Bashar al-Assad, premier siriano (venezuelaaldia.com)

Bashar al-Assad, premier siriano (venezuelaaldia.com)

La restrittiva legge elettorale ha di fatto reso impossibile la candidatura di chiunque non avesse l’avallo del regime e dunque adesso l’opposizione boccia il voto definendolo una farsa. Il risultato è già scritto, ma il regime insiste nel presentare il voto come un traguardo decisivo per mettere fine a un guerra, in cui negli ultimi mesi ha riguadagnato terreno. Bashar al-Assad, nato a Damasco nel 1965, oculista di professione, conosciuto come un uomo di scarso carisma e ancor minor talento, quando nel 2000 salì al potere alla morte del padre, Hafiz al-Assad, Bashar ha gestito con pugno di ferro il regime politico costruito dal suo predecessore.

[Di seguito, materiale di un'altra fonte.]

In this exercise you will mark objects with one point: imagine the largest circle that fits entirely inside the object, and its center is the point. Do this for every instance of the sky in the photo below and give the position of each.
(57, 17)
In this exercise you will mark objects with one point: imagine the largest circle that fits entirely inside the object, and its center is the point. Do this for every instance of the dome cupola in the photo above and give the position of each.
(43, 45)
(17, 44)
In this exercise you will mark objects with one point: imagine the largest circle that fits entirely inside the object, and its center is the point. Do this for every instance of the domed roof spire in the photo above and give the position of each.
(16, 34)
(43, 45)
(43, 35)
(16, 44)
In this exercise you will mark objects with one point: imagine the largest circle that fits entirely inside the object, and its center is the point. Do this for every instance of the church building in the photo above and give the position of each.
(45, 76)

Dall’elezione di Hafiz al-Assad a presidente nel 1971, le elezioni in Siria sono state tutte una sorta di referendum con un solo candidato; e l’aspirante di turno, Hafiz o suo figlio Bashar, ha sempre vinto i plebisciti con percentuali superiori al 90 per cento. Ma la nuova Costituzione, approvata nel 2012 con un referendum sull’onda delle proteste popolari, ha aperto la strada a una parvenza di multipartitismo e a più di un candidato. Dei 24 aspiranti che si erano proposti dinanzi alla Corte Suprema, il tribunale ha scartato tutti quelli che non rispondevano ai requisiti stabiliti dalla legge elettorale approvata a marzo dal Parlamento. In base alla legge, gli aspiranti devono avere l’appoggio di almeno 35 dei 250 deputati del Parlamento unicamerale (e i deputati non possono appoggiare più di un candidato).

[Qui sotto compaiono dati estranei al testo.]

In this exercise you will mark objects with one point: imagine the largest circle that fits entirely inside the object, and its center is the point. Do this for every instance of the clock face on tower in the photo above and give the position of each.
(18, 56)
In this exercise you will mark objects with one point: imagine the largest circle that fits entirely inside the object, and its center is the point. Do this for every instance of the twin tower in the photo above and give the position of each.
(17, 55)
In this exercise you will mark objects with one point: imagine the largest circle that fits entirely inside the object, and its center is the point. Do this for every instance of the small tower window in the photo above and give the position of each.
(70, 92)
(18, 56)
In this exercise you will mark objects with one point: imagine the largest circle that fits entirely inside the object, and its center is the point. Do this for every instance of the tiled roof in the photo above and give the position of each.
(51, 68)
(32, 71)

Un’altra delle condizioni è che abbiano almeno 40 anni, siano di nazionaltà siriana, figli di genitori siriani, non abbiano precedenti penali, né siano sposati a donne straniere; devono inoltre aver risieduto in Siria per almeno dieci anni consecutivi (contando a ritroso dalla data di presentazione della candidatura) e non possono avere una seconda nazionalità. Ma molti degli oppositori sono in esilio, e questo oltre agli altri “paletti” hanno ridotto al minimo le candidature.

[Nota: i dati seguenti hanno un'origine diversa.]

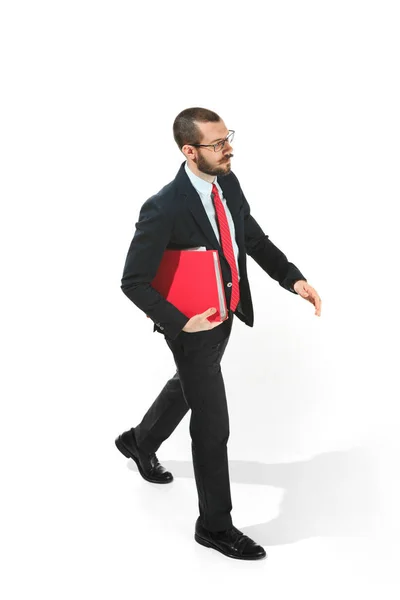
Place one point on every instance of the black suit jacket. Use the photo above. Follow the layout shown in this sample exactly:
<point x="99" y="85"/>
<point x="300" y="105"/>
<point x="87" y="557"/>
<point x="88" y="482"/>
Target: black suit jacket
<point x="175" y="218"/>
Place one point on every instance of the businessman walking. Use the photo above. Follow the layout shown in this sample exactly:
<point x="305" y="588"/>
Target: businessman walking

Di fronte ad al-Assad dunque si presentano due candidati, entrambi pressocché sconosciuti: Maher Hajjar, un deputato comunista di Aleppo, membro dell’opposizioni tollerata, e un uomo d’affari proveniente di una ricca famiglia di Damasco, Hassan Abdullah al-Nuri, che una volta è stato anche ministro. Alla luce delle ultime vittorie militari sul terreno (da ultimo la riconquista della ribelle Homs, da dove i miliziani si sono ritirati nelle scorse settimane) Assad si è presentato ai cittadini come garante della stabilità di fronte al “terrorismo”. E anche i due contendenti hanno puntato sullo stesso messaggio, fondato sulla “lotta al terrorismo” per mettere fine alla guerra.

Anche votare però sarà in molti casi difficile: è escluso che si possa fare nelle zone controllate dai ribelli e sotto assedio; o che siano organizzati seggi nei campi profughi installati nei Paesi vicini. Nei giorni scorsi hanno votato in anticipo i siriani residenti all’estero e, sugli oltre 3 milioni, solo 200mila hanno depositato la scheda nelle urne.